MIAMI – During the legendary 1998 wrestling match known as “Hell in a Cell,” two professional wrestlers faced off: “The Undertaker” and Mick Foley, aka “Mankind.”

The idea was for the two to do their usual stunts – poking, whacking, tossing, and grappling with each other – in a metal cage.

And in a crescendo of allegro fortissimo, they were supposed to climb on top of the cage and continue their antics there.

Then, the script called for the Undertaker to throw Foley down onto a ringside table that had been specially rigged to break the fall.

But something went wrong. Foley hit the mat so hard, the fans nearby thought he had died. There was blood coming from the side of his mouth. His eyes were fixed, staring blankly, like a dead man. The announcer said:

Good God almighty! Good God almighty! That killed him! As God is my witness, he is broken in half!
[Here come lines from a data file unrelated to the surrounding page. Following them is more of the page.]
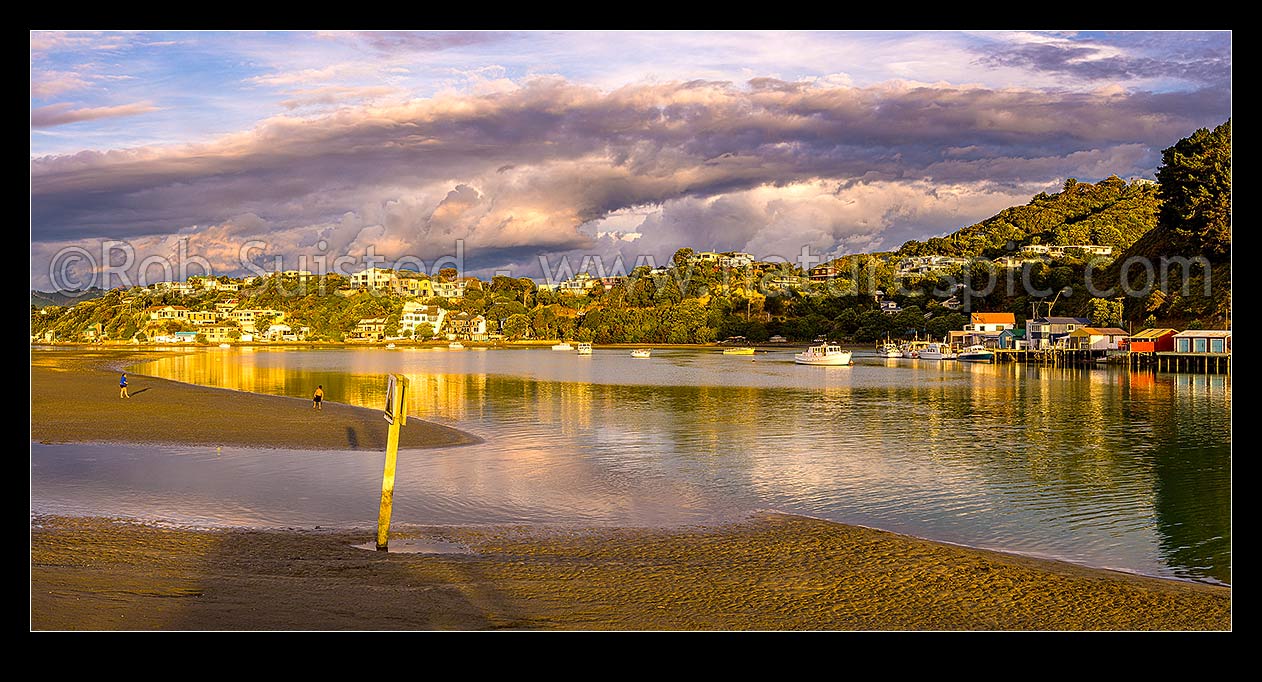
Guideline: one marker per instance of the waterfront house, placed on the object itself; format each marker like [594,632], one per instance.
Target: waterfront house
[470,327]
[991,322]
[1097,339]
[1045,332]
[167,312]
[370,329]
[1012,339]
[1155,340]
[220,334]
[1217,341]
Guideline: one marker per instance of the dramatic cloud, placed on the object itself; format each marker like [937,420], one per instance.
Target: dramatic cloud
[553,167]
[62,114]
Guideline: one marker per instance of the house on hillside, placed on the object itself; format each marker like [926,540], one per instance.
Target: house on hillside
[1154,340]
[370,329]
[1045,332]
[167,312]
[467,327]
[1218,341]
[1097,339]
[415,315]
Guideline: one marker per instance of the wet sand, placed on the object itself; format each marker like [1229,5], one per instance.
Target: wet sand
[75,398]
[772,572]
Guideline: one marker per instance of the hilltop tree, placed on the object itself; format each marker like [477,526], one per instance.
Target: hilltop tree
[1197,190]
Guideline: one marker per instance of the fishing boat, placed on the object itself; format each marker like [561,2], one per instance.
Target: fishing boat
[977,354]
[889,350]
[937,351]
[913,349]
[823,354]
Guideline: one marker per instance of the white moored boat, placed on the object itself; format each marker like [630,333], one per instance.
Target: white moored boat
[913,349]
[824,354]
[937,351]
[977,354]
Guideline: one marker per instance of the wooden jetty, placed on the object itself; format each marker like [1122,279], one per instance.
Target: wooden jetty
[1203,363]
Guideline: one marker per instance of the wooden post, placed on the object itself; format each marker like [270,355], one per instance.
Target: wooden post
[396,411]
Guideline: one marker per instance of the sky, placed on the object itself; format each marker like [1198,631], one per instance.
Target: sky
[510,152]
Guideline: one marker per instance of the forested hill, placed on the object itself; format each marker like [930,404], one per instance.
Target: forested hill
[1194,227]
[1111,212]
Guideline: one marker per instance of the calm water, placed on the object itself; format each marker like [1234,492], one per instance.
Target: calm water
[1106,467]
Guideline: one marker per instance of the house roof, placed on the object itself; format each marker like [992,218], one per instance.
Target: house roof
[1152,334]
[993,318]
[1099,331]
[1063,320]
[1212,334]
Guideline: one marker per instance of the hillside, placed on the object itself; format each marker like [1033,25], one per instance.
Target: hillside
[63,298]
[1190,248]
[1111,212]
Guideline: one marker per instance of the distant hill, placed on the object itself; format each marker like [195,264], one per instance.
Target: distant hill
[1195,227]
[63,298]
[1111,212]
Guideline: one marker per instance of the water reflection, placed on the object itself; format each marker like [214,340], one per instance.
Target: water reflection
[1104,466]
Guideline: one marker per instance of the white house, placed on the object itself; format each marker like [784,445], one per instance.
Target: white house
[415,315]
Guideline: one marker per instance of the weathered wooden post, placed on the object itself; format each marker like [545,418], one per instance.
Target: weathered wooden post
[396,416]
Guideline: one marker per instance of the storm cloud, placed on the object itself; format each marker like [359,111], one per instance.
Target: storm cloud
[759,166]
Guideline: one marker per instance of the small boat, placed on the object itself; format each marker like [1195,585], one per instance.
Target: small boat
[977,354]
[824,354]
[937,351]
[889,350]
[913,349]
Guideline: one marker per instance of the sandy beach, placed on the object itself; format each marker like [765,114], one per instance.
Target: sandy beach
[75,398]
[772,571]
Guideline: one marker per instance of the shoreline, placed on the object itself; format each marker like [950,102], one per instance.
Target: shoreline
[75,399]
[769,572]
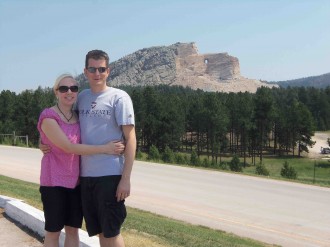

Also unscripted was the announcer’s follow up: “Stop the match!” He thought Foley was severely injured… and possibly dead.

It wasn’t acting. Foley had a concussion, a dislocated jaw, a dislocated shoulder, a bruised kidney, a cut lip, one tooth knocked out, and another broken.

Yes, Dear Reader, even scripted, phony battles sometimes go bad.

Swamp Wars

When we left off yesterday, we were about to tell you why the Great Economic Boom from 1979 to 2018 was doomed from the outset… why it was largely bogus… how it is bound to blow up… and why the trade war might be the thing that sets off the explosion.

But to help us understand the absurdity of what is going on, we turn back to WWE. Yes… to professional wraslin’.

It’s make-believe. It’s ridiculous. But it is a good model to help us understand Swamp Wars. They, too, are staged. And like professional WWE wrestling, they are partly scripted, partly improvised… and often, unintentionally funny.